Some commentators allege that the popular concept of being washed in the blood of Christ is pagan in origin, since nothing was ever washed in blood in the OT sacrifices. Surely this is wrong?

   It is true that there is no thought anywhere in the OT of blood being using for washing. The blood was nearly always sprinkled on objects and persons––they were never washed in it. To have attempted to wash in blood would have brought defilement, not cleansing (compare Ez. 16:6, 22 AV).

   Now washing and cleansing are not synonymous. In the OT both blood and water cleanse but only water washes. Perhaps the finest example of the use of blood and water is that of the cleansing of the leper in Lev.14. Two birds were used for the cleansing. One was killed in an earthen vessel over running water. The other bird, along with cedar wood, scarlet and hyssop, was dipped in the blood of the first bird. This blood was then
sprinkled over the leper. He then had to wash his garments, shave all his hair and then bathe in water. He was then clean. Both the blood and the water had their respective parts in the cleansing, but only the water was used for washing. Eight days later, a trespass offering had to be offered. Here the blood was put on the tip of the right ear, the thumb of the right hand and the big toe of the right foot. This was followed by the application of oil in a similar manner with the addition that the remainder of the oil was poured over the offerer’s head. There was no such application of the blood.

   In the NT when the writer in Heb. 9: 16–22 refers to the blood he speaks of the sprinkling of the blood (vs 19, 21), not the washing of blood, saying “ and almost all things are purified with blood” (v22). Similarly, Peter in 1 Pet. 1: 2 speaks of the “sprinkling of [the] blood of Jesus Christ” not the washing of the blood of Jesus Christ. However the difficulty comes when we look at the English translation of two other Scriptures. Rev. 1: 5 reads “To him who loves us, and has washed us from our sins in his blood…” and Rev. 7: 14 reads “These are they who come out of the great tribulation, and have washed their robes, and have made them white in the blood of the Lamb”.

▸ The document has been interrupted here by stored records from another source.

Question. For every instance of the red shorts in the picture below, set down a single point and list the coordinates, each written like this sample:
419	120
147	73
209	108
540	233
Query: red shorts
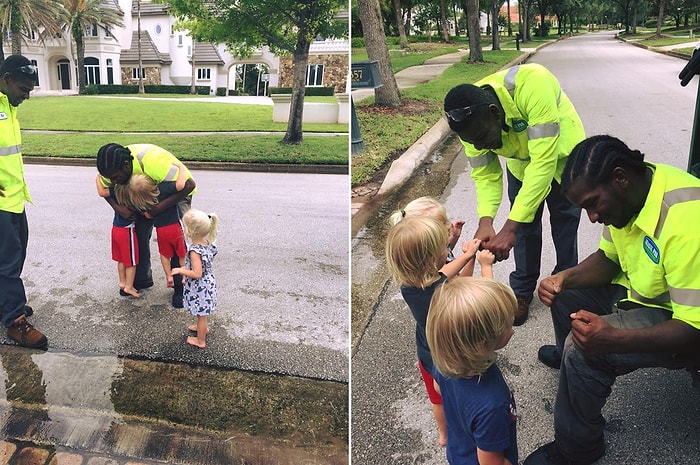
428	379
171	241
125	246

   It is significant that both these Scriptures are in Revelation which, although originally written in Greek, possesses thoughts, idioms and linguistic peculiarities which are Hebrew. The imagery is also taken from the OT––the temple, the tabernacle, the altar etc. The OT is also quoted or alluded to some 285 times––more than any other NT book. From all this, it is imperative that any translation into English must not militate against OT teaching.

   Taking Rev. 7 : 14 first: “These are they who come out of the great tribulation, and have washed their robes, and have made them white in the blood of the Lamb”. By giving the Greek word
en its primary meaning of in, in the sense of position, the blood is presented to the English reader as the actual agent of the washing––that which was used to wash the robes. This is completely at odds with the whole of OT teaching. Now in Greek the preposition en gives the sense of in virtue of and can be used to express the basis on which an action takes place (e.g. Heb. 13: 20 “But the God of peace, who brought again from among [the] dead our Lord Jesus … in [the power of the] blood of [the] eternal covenant”) but it is not the agency. The word used for the instrument of activity is dia (by). If the blood was the agent by which their robes were washed, then the word used would have been dia and not en. Again, the action of washing the robes is that of the wearers. This is emphasised by the fact that the word used here for washed (its only occurrence in the NT) is employed in the Greek version of the OT (the Septuagint) for the washing of clothes in water. Just as the sense in Heb. 13: 20 is that in virtue of the blood of the eternal covenant, God raised the Lord Jesus from the dead, so the sense of Rev. 7: 14, from the imagery used, is that these saints, realising the virtue of the blood of the Lamb, purified their lives from the surrounding defilements (washing their robes in water).

   Rev 1: 5 reads “To him who loves us, and has washed us from our sins in his blood…”. The word for in is again
en and hence the blood cannot be viewed as the active agent or instrument of the washing. Furthermore, the word translated “washed” (lousanti) is not the reading of all the Greek texts. The critical texts read lusanti. This is but the difference of a single letter, yet it makes a world of difference to the meaning! The word lusanti means “freed” or “loosed”. If this is due to a very understandable error on the part of a copyist, then the verse would read as “…and has freed us from our sins in [the power of] his blood…”.

   Thus there is no difference between the teaching of the OT and NT. The blood cleanses, not by washing us from our sins, but by freeing us from them.